Submarines travelling from South America all the way to Europe are a new concept and a worrying one for law enforcement agencies. The low-profile semi-submersibles known as the LPV-IM type – in other words ‘low profile vessel – inboard motor’ – are very hard to detect, travelling with a vast load of cocaine, plenty of fuel and at slow speed. They can either travel directly to Europe or Africa or else unload their cargo onto yachts and merchant vessels, including tugboats. In transporting drugs across Africa, the gangs sometimes have the help of terrorist groups such as Hezbollah, Al Qaida and others, just as in Latin America the boat builders benefit from their association with the FARC (Revolutionary Armed Forces of Colombia), the Sinaloa Cartel and other terrorist groups, happy to provide armed assistance in return for cash.
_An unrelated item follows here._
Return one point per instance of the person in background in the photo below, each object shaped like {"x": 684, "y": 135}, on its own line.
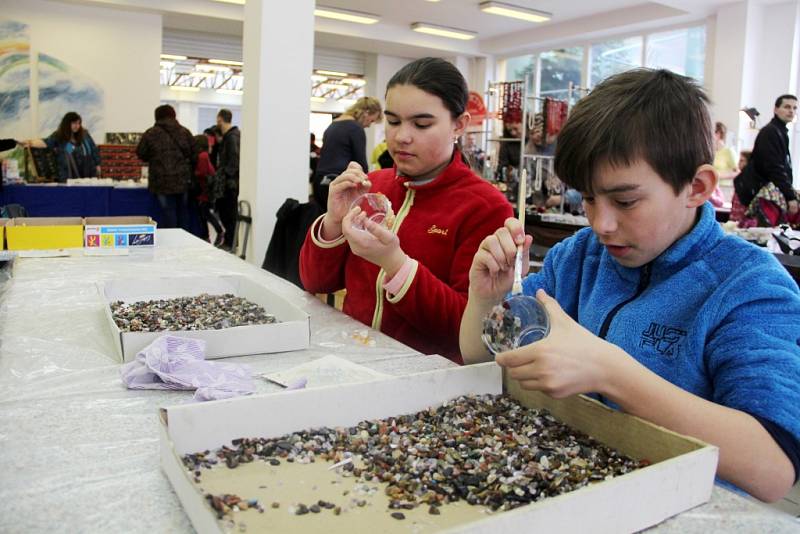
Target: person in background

Seized Narco submarine in Colombia © National Police of Colombia

Europe is starting to copy the United States in its response to the threat: in 2007 it set up the Maritime Analysis and Operations Centre – Narcotics (MAOC (N)) in Lisbon, yet so far it only has the support of France, Ireland, Italy, Spain, Netherlands, Portugal and the UK. The UK’s long-term involvement may be doubtful, too, now that it is outside the EU. It does have the support of the European Commission, EUROPOL, the United Nations Office on Drugs and Crime (UNODC), the European Centre for Drugs and Drug Addiction (EMCDDA), The European External Action Service (EEAS), the European Defence Agency (EDA), EUROJUST and FRONTEX, all of which have observer status. Europe will need that, and more: it would make sense for other countries with drugs problems to get involved, such as Belgium and Germany, one would think. The narcotics smugglers have proved themselves very clever; the authorities need to be cleverer still. It would be best of all, perhaps, if the craving for illicit drugs could be curbed, but that seems unlikely. I leave the final words to Jules Verne’s immortal anti-hero, Captain Nemo: “However, everything has an end, everything passes away, even the hunger of people who have not eaten.” Or, perhaps, snorted cocaine?